The present study was performed to assess the symbiotic efficiency of native CSD rhizobia of the Tropics since no such studies are known to date. Rhizobial isolates employed are fast-growing and well adapted to the CSD environment and showed optimum growth at elevated temperature, high salinity and acidic/alkaline pH (Table 1; Arun 2002). While screening the symbiotic performance of rhizobial strains of different geographical origin on Phaseolus vulgaris, local isolates of rhizobia showed higher nitrogen-fixing efficiency than the strains from the culture collections, indicating the importance of native rhizobia (Rodriguez-Navarro et al. 1999). Fast-growing rhizobial strains effectively nodulated Vigna unguiculata and showed significant increase over uninoculated control (Gandhi and Godbole 1990). The fast-growing rhizobial strains were also of great interest in generating sufficient amounts of rhizobial inoculum, having easy establishment in soils and easy manipulation of genes (Chatterjee et al. 1990; Buendía-Clavería et al. 1994; Cregan and Keyser 1998; Hungria et al. 2001).
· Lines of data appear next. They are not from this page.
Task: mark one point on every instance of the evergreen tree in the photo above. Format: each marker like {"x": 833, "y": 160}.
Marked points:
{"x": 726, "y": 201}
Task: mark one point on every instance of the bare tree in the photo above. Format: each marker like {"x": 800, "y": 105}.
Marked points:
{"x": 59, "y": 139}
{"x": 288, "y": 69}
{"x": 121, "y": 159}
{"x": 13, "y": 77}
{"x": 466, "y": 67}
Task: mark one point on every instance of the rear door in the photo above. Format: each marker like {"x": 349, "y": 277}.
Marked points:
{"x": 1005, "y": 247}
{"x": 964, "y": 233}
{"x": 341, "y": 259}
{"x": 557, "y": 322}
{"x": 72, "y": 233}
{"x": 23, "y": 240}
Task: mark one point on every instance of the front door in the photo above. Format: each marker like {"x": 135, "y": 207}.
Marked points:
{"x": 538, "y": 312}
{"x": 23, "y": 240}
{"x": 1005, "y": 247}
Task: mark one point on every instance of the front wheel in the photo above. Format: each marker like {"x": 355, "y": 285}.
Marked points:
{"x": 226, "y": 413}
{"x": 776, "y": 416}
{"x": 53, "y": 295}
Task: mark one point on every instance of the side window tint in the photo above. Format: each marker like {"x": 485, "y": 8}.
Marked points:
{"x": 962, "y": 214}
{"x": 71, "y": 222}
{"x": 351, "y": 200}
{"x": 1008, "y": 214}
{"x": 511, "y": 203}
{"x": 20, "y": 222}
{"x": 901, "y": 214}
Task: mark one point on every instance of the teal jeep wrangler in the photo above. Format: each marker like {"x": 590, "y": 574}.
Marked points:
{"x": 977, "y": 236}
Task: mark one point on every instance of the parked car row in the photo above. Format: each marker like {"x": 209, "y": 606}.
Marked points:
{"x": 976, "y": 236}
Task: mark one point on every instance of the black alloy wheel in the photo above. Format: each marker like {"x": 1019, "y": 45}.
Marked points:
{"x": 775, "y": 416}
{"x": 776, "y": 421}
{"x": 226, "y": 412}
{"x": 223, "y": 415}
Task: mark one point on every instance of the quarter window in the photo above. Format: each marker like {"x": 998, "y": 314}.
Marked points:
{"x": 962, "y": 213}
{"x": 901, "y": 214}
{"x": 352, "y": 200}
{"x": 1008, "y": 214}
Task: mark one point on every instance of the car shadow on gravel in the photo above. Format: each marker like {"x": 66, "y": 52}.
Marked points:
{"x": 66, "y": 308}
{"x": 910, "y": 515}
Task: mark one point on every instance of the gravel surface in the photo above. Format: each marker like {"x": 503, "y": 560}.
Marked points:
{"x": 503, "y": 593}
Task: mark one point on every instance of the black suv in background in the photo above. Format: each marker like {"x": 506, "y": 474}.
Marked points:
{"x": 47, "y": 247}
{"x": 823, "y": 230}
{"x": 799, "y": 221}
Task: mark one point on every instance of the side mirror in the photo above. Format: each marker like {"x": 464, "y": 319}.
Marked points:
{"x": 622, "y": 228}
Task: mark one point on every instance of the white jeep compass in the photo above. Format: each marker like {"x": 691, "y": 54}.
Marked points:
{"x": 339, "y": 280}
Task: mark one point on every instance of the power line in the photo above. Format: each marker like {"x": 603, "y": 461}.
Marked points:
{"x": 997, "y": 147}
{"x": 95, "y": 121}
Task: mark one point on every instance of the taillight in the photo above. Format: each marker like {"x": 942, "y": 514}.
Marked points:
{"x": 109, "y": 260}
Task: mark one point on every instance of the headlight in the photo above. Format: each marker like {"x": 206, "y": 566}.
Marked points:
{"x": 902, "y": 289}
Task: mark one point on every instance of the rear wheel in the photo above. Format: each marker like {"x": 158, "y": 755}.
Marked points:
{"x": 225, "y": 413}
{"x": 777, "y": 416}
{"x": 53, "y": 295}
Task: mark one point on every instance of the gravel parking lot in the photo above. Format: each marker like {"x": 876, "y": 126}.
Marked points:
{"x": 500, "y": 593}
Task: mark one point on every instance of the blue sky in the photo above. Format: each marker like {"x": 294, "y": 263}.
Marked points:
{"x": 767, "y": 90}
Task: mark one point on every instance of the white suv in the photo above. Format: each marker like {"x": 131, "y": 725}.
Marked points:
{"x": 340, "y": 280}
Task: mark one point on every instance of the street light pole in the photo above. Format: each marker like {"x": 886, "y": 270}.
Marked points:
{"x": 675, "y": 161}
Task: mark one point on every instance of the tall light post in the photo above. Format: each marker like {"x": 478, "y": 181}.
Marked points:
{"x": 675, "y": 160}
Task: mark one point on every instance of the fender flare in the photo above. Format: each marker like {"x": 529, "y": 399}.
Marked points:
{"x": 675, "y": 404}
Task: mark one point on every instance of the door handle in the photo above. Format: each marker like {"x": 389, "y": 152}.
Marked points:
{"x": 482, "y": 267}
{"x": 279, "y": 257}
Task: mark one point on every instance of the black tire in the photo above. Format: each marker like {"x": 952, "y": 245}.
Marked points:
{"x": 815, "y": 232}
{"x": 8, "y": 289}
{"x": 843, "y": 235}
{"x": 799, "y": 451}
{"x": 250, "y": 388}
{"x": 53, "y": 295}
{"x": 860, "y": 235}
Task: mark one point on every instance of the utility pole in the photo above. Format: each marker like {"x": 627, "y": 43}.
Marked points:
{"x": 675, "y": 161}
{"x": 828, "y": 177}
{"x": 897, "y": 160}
In legumes, salt stress at 50–200 mM NaCl significantly limits productivity by interfering with plant growth (Bekki et al. 1987; Delgado et al. 1993). Salinity reduces shoot and root weights in several legumes (Cordovilla et al. 1999); shoot growth was more affected by salt stress than root growth (Cordovilla et al. 1999). In our study, among the ten rhizobial isolates tested, isolates of Padubidri (P1–P5) performed better than the isolates of Someshwara (S1–S5), which can be linked to their efficient phosphate solubilization (phosphate solubilization index, 1.36–4.16; see Table 1). The salinity of the dune sand used for cultivation of legumes was about 188 μg/g. Overall performance of Padubidri isolates was encouraging at such saline conditions. Cultivation of green gram (Vigna radiata) on unsterilized dune soil picked up the native rhizobia and fixed atmospheric nitrogen. This shows the possibilities for evolving a suitable technique to isolate efficient strains of native CSD rhizobia by employing specific legumes as “bait” in unsterilized dune soils of different geographical origin.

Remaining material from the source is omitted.